Acknowledgements

I have been working on this book so long that I cannot now remember how the idea for it came about. It was only halfway through the project – about three or four years in – that I even thought a book was possible. The two people who most encouraged me in these early stages of research – my mother, Eva Figes, and my beloved agent, Deborah Rogers – have since died. I miss them terribly and wish they could have lived to see a work they inspired.

My new agent, Peter Straus, has been wonderfully supportive, as have my two editors, Simon Winder at Allen Lane and Sara Bershtel at Metropolitan, throughout the years when they saw nothing of my work and had only my assurances that it was slowly progressing.

The research for this book has been carried out without institutional support. I have no academies, trusts or councils to thank for academic grants or leave from teaching.

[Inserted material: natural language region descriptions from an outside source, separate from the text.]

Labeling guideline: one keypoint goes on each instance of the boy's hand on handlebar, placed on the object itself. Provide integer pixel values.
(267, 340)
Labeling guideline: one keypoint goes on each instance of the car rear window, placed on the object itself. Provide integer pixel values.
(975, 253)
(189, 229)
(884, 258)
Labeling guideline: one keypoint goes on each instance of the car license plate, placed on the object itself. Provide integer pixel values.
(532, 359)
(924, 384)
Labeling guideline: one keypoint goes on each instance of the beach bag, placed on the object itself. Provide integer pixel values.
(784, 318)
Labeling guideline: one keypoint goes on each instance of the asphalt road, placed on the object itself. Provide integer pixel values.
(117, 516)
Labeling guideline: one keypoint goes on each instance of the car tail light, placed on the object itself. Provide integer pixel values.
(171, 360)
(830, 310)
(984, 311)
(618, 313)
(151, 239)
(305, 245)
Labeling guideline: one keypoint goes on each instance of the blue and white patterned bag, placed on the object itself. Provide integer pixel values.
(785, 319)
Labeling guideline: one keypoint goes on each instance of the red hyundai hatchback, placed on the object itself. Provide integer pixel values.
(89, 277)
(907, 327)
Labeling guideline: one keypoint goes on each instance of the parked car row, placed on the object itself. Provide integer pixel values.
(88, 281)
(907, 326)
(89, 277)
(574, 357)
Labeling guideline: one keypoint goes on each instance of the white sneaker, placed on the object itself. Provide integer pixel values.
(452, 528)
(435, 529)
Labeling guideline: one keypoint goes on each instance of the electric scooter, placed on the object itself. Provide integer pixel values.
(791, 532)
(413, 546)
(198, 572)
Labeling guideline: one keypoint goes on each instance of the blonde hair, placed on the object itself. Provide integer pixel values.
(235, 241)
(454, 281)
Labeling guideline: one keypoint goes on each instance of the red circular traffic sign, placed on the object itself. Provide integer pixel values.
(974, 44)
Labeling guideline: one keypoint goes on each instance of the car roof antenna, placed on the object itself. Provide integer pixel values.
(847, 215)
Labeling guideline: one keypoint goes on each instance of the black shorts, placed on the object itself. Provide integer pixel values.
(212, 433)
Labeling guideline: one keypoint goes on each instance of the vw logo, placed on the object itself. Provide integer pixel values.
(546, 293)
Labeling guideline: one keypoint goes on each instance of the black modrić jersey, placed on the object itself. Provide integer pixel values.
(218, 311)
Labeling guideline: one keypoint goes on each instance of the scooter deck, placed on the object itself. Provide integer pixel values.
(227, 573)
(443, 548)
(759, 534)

So I am all the more grateful to my colleagues at Birkbeck for their friendship and encouragement, especially Filippo de Vivo, Fred Anscombe, Jan Rüger, Jessica Reinisch, Catharine Edwards, Chandak Sengoopta, Serafina Cuomo and Miriam Zukas for their feedback on my many applications for funding. Thanks are also due to Miles Taylor, Richard Evans, Chris Clark and Steve Smith, who generously acted as my academic referees.

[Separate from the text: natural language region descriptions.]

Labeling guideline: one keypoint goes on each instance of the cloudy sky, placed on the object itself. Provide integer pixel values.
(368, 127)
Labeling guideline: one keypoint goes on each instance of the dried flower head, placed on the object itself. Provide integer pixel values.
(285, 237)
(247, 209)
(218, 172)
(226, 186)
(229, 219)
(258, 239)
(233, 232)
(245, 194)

I have been extremely fortunate in having the assistance of two outstanding young scholars: Antoine You, who helped with some of the detective work in the Paris archives; and Ella Saginadze, who tracked down materials for me in Moscow and St Petersburg. Thanks are also due to Claire Brodier, Maud Goodhart and Isabel Daykin, who each helped with a more specific task.

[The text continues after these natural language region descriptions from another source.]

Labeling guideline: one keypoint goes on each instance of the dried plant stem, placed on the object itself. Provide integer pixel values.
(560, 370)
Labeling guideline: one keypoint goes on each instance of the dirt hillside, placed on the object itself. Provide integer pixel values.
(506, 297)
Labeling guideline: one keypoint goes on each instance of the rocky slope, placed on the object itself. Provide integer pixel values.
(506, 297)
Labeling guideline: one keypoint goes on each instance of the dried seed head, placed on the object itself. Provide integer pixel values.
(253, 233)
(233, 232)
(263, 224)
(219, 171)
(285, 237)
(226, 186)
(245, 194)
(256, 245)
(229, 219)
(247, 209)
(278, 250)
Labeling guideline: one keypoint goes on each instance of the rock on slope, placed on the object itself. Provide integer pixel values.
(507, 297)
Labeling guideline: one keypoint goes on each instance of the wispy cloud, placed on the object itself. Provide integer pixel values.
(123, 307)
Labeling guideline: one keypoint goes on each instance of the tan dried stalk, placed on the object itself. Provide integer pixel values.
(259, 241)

I am grateful to the following scholars for providing information on particular topics, in which they are far more expert than I am: Alexandre Zviguilsky, Nicholas Žekulin, Agnès Penot, Laura Forti, Dagmar Paulus, Jennifer Davis, Julia Armstrong-Totten, Murat Siviloglu, James Radomski, Adam Zamoyski, Ellinoor Bergvelt and Claudia Hörster. Thanks as well to the many archivists who helped my research, among them, in particular: Vilma Zanotti (Archivo Storico Ricordi), Paul-Louis Durand-Ruel, Flavie Durand-Ruel (both at the Durand-Ruel Archive), Paul Beard (Royal Opera House Archives), James Kirwan (Trinity College Library), Mary Haegert and Susan Halpert (both at the Houghton Library).

I owe a special debt of gratitude to those dear people who generously read the early draft: Stella Tillyard, Hugh Macdonald, Barbara Diana, Miles Taylor, Marie-Pierre Rey, Peter Straus and Kate Figes. Their responses were invaluable, helping me to write the later drafts. In Sara Bershtel and Simon Winder I have what I think must be the finest editorial team in the English-speaking world. In their different ways their influence on my work has been immense.

I would also like to thank Cecilia Mackay, whose picture research for The Europeans, as on many of my other books, has been of the highest quality, and Mark Handsley, the best of copy-editors.

Finally, I thank my family – Stephanie, Lydia, Alice, Kate and Stoph – for their love and support. The book is dedicated to my sister, Kate, the single constant presence in my life, who joined me in reclaiming our German nationality following the UK’s decision to leave the European Union.

That event, unforeseen (indeed, unthinkable) when I started working on this book, has added a real urgency to its writing. I hope the book will serve as a reminder of the unifying force of European civilization, which Europe’s nations ignore at their peril.